What happened to the wonderful adventures

The places I had planned for us to go?

Well, some of that we did but most we didn’t

And why I just don’t know

Slipping through my fingers

All the time I try to capture

Every minute

The feeling in it

Slipping through my fingers all the time.

The afternoon before I was to leave the weather broke, skies turned a steel blue and the rains came.  Back in Calgary Lily’s brother, Hudson, would be packing to make his move to the west coast with his band.  I would get home in time to see them off.  I made Lily and I supper of roast chicken, too sticky risotto, and grilled zucchini cakes and gave her verbal directions on washing dishes sans dishwasher. I had imagined us working together in the teeny kitchen but she was reading homework on the history of photography.  I could see her nodding off and so suggested she read out loud to me, and together we learned about camera obscura and deguerrotype and Henry Fox Talbot.  She finished up and fell asleep stretched across the bed in her clothes.
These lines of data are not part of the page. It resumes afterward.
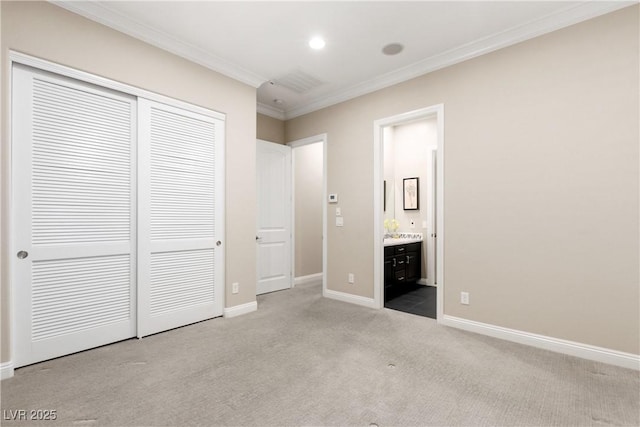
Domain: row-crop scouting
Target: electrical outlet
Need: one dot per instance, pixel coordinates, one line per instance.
(464, 298)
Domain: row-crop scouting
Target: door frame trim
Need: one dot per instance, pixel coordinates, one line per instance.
(320, 138)
(14, 58)
(436, 111)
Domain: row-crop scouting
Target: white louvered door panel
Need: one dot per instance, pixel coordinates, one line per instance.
(180, 212)
(74, 211)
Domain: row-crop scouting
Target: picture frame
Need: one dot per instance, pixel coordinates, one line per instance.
(384, 196)
(411, 194)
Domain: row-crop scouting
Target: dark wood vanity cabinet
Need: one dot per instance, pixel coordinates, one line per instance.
(402, 267)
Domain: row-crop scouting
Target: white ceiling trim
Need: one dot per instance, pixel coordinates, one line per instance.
(271, 111)
(556, 21)
(103, 15)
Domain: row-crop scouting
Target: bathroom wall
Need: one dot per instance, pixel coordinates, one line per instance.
(408, 154)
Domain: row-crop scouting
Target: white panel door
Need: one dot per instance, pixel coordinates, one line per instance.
(180, 217)
(73, 185)
(273, 236)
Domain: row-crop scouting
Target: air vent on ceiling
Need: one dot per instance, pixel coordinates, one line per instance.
(299, 81)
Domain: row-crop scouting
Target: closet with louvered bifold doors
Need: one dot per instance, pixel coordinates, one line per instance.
(117, 215)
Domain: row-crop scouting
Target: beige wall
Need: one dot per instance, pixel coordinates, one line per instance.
(49, 32)
(270, 129)
(308, 208)
(541, 182)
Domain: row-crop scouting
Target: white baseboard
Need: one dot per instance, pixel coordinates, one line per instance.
(585, 351)
(353, 299)
(239, 310)
(311, 279)
(6, 370)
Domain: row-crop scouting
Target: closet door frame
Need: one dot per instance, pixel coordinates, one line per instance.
(8, 237)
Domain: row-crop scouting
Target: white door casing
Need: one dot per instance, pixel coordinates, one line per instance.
(180, 212)
(274, 218)
(73, 213)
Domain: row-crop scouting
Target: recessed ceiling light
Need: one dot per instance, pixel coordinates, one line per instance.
(317, 43)
(392, 49)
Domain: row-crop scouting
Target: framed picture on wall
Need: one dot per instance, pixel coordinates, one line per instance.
(384, 196)
(411, 194)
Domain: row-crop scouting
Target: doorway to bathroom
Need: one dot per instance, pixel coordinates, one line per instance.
(408, 211)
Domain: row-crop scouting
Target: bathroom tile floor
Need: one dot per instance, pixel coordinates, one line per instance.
(420, 300)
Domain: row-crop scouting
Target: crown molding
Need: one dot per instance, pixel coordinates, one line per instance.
(563, 18)
(104, 15)
(271, 111)
(571, 15)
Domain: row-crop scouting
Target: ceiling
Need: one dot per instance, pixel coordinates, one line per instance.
(265, 43)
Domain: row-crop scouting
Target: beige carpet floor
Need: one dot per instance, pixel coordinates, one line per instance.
(303, 360)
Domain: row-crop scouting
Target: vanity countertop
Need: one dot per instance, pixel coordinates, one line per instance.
(402, 239)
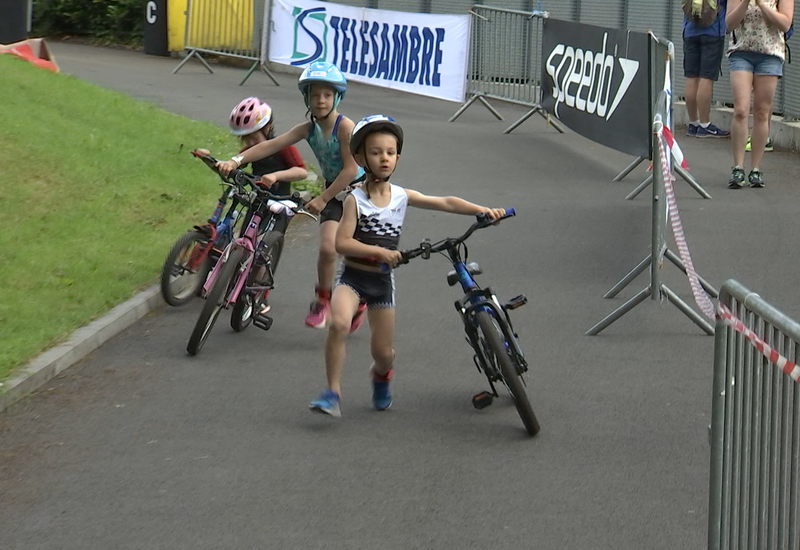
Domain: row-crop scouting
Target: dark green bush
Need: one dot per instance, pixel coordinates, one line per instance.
(118, 21)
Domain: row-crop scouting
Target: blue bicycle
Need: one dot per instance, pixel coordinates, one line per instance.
(191, 257)
(487, 323)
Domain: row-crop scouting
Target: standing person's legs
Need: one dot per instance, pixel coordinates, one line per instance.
(326, 261)
(741, 85)
(319, 311)
(343, 306)
(711, 49)
(381, 325)
(691, 70)
(763, 93)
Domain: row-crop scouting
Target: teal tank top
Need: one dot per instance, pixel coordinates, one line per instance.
(328, 153)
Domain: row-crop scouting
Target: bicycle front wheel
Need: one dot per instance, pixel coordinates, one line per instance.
(185, 268)
(495, 345)
(215, 301)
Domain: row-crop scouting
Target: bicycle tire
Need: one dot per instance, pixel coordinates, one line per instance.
(179, 284)
(214, 302)
(495, 341)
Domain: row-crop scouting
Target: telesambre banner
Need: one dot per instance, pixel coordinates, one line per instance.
(414, 52)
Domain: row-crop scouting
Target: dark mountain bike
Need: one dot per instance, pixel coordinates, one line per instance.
(486, 322)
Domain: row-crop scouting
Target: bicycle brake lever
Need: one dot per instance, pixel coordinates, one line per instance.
(426, 249)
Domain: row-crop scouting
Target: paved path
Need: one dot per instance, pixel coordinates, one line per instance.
(141, 446)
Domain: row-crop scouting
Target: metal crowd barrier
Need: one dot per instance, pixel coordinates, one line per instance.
(231, 28)
(505, 61)
(755, 429)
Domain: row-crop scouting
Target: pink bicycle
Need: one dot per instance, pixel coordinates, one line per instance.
(245, 271)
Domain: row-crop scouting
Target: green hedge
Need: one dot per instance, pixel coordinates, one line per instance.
(117, 21)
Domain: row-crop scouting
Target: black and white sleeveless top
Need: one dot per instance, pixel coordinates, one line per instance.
(380, 226)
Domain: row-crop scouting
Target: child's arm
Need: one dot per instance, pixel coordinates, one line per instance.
(295, 173)
(349, 167)
(265, 148)
(296, 168)
(455, 205)
(349, 246)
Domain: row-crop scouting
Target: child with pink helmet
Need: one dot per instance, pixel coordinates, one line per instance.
(328, 134)
(252, 120)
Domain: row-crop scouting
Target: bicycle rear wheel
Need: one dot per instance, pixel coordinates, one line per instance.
(215, 301)
(495, 344)
(185, 268)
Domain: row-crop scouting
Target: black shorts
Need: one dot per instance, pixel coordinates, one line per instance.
(374, 289)
(702, 56)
Since high school Lily would lie on the back of our living room couch in the afternoon sun to share what was on her mind, or we would go out to our favourite coffee/nacho shop.  Her brother, Hudson, liked to go out for breakfast with me after a late night with friends and do the same, talking more with me than at other times, letting me in on what his latest plans were and, being Hudson, his philosophical stance on them.  I couldn’t solve all of their young adult angst, (sometimes it just reminded me of my own),  but I learned to be less afraid of their troubles and just listen, trying not to yap back too much,  guiding them instead with careful assurances that they would find their path, just be careful to leave doors open, it was all about those open doors.

Watching Lily sleep, her blond hair spread across the new Ikea pillows,   I thought of all the photos she would take and print over the semester  and of all the images I will have pictured on long afternoons, as fall turned to winter. I hung my head out the window and listened to the students up late, calling out to each other, as they passed by, excited by their new independence.  It was time to go home.